Finished May 4
The Renaissance Society: How the Shift from Dream Society to the Age of Individual Control Will Change the Way You do Business by Rolf Jensen and Mika Aaltonen
This book provides a hopeful look at the future. It posits that society will shift into a post-materialistic outlook starting with the West and followed by the East, now coming into its materialistic phase. It looks at the route societies take as they develop, with motivations moving up Maslow's pyramid to the top level of self-actualization. One example is the gradual shift from sporting brand names, to brand names that have been given an individual twist, a personalization that is yours alone. The shift in economic heft will also move from material objects to services, those that require a real human touch.
The current trend in the west to think short-term, current or next quarter will move to the "extended now", a view with more long term outcomes in mind. This will include such things as retail theatre, emotional marketing with a focus on relationships between providers and users, and a move toward green products. I found the chapter on leadership dilemmas very interesting as it looks at the relationship within organizations and the motivations that drive the employees as recognized by the leaders.

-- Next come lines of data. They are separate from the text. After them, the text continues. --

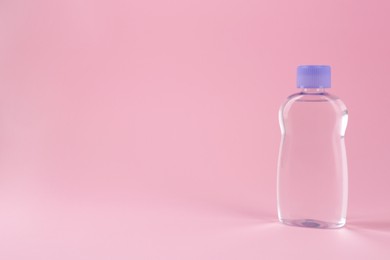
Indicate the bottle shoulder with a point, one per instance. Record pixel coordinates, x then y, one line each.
313 99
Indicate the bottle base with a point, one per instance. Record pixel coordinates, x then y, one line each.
312 223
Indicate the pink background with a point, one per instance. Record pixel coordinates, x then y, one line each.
148 129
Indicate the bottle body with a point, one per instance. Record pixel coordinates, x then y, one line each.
312 182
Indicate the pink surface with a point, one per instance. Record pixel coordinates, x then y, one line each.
148 129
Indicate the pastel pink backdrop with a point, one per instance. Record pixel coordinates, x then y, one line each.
148 129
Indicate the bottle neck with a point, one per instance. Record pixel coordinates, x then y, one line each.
313 90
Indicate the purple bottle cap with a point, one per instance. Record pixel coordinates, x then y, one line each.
313 76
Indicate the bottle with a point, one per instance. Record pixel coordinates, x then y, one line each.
312 183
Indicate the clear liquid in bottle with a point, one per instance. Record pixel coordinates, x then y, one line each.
312 184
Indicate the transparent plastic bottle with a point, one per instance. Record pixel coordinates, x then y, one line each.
312 184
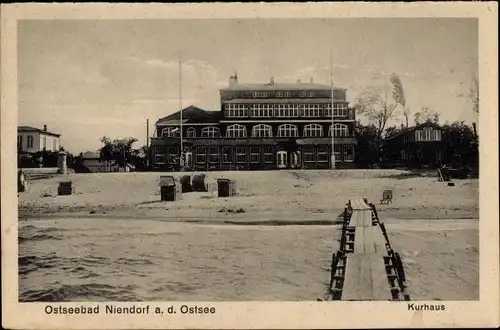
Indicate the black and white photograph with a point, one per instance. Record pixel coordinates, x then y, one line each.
248 159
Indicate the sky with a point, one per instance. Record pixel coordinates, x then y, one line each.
86 79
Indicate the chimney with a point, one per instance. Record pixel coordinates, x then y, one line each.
233 80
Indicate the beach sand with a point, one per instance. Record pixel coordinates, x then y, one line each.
263 196
432 225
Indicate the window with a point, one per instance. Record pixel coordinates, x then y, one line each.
210 132
287 130
339 110
30 141
286 110
308 154
268 155
261 110
171 132
323 152
428 134
159 155
349 153
236 110
262 130
236 131
227 155
201 155
173 155
241 155
437 135
259 94
313 130
191 132
254 154
310 110
213 154
339 130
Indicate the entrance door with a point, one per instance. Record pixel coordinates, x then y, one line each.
189 159
295 160
282 159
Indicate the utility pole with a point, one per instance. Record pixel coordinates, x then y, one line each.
147 143
331 127
181 159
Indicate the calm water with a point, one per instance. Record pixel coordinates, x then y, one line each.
134 260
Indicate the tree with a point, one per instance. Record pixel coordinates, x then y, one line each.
118 151
398 95
368 148
426 115
374 102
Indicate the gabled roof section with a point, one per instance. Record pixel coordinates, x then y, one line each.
190 114
279 86
411 129
35 130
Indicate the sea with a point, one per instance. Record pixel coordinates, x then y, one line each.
105 259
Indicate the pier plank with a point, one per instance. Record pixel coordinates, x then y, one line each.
365 276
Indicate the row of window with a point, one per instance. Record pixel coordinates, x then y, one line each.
261 131
428 134
30 142
285 110
255 154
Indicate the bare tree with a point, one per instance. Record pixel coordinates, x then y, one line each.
398 94
375 103
426 115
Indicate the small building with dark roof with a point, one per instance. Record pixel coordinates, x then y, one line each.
31 140
420 146
260 126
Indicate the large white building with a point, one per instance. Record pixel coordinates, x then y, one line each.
31 139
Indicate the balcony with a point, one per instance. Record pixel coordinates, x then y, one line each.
253 140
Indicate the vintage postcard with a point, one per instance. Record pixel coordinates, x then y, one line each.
257 165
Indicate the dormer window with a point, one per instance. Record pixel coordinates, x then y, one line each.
171 132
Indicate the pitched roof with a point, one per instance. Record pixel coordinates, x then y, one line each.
315 100
91 155
34 129
188 113
279 86
410 129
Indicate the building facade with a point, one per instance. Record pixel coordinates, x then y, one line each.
31 140
419 146
260 127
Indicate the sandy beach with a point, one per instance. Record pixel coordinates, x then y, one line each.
432 225
261 196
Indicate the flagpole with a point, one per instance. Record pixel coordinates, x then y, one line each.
181 159
332 132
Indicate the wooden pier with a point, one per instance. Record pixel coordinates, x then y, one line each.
365 267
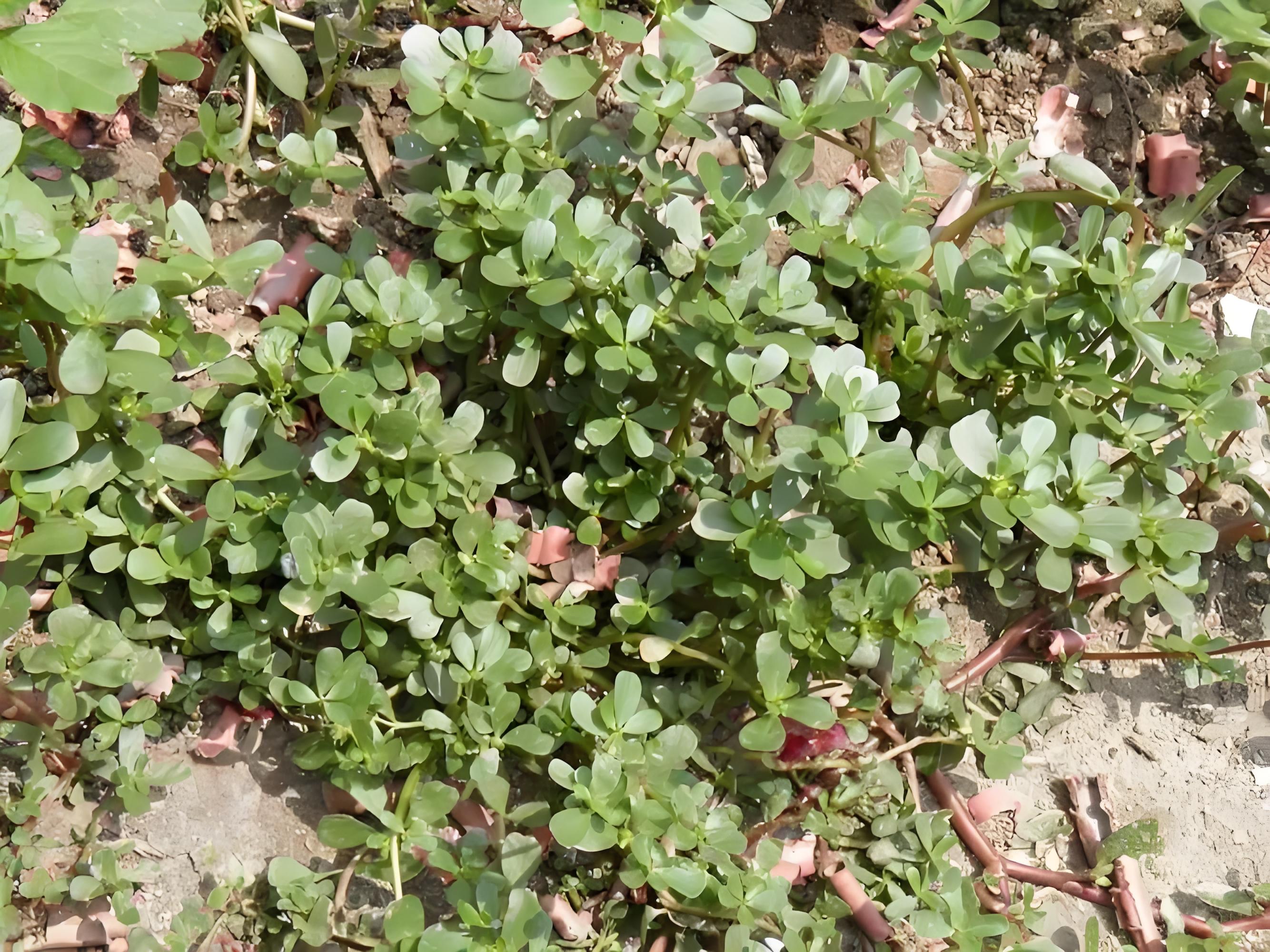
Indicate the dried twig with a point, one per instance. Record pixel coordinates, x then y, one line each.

Two things I found missing. One is that the emphasis on the move to a new Renaissance with its numerous comparisons to the historical renaissance makes no mention the large loss of human life that preceded the historical renaissance, a loss that led to many of the opportunities that brought a true renaissance in thought and culture. We don't have such a population loss now, nor are the authors anticipating one preceding their posited renaissance, and no mention of what takes the place of that cause in their theory.
The second is in all their talk of the rich nations of the West and the middle class, there is no acknowledgement of the growing gap in incomes within many of those nations, and the resultant disappearance of the middle class and growth of the poor. With the large number of people facing real hardship within these rich nations, how does that impact their theory?
Lots of interesting ideas, and a hopeful outlook for the world as a whole, but not an entirely convincing package for this reader.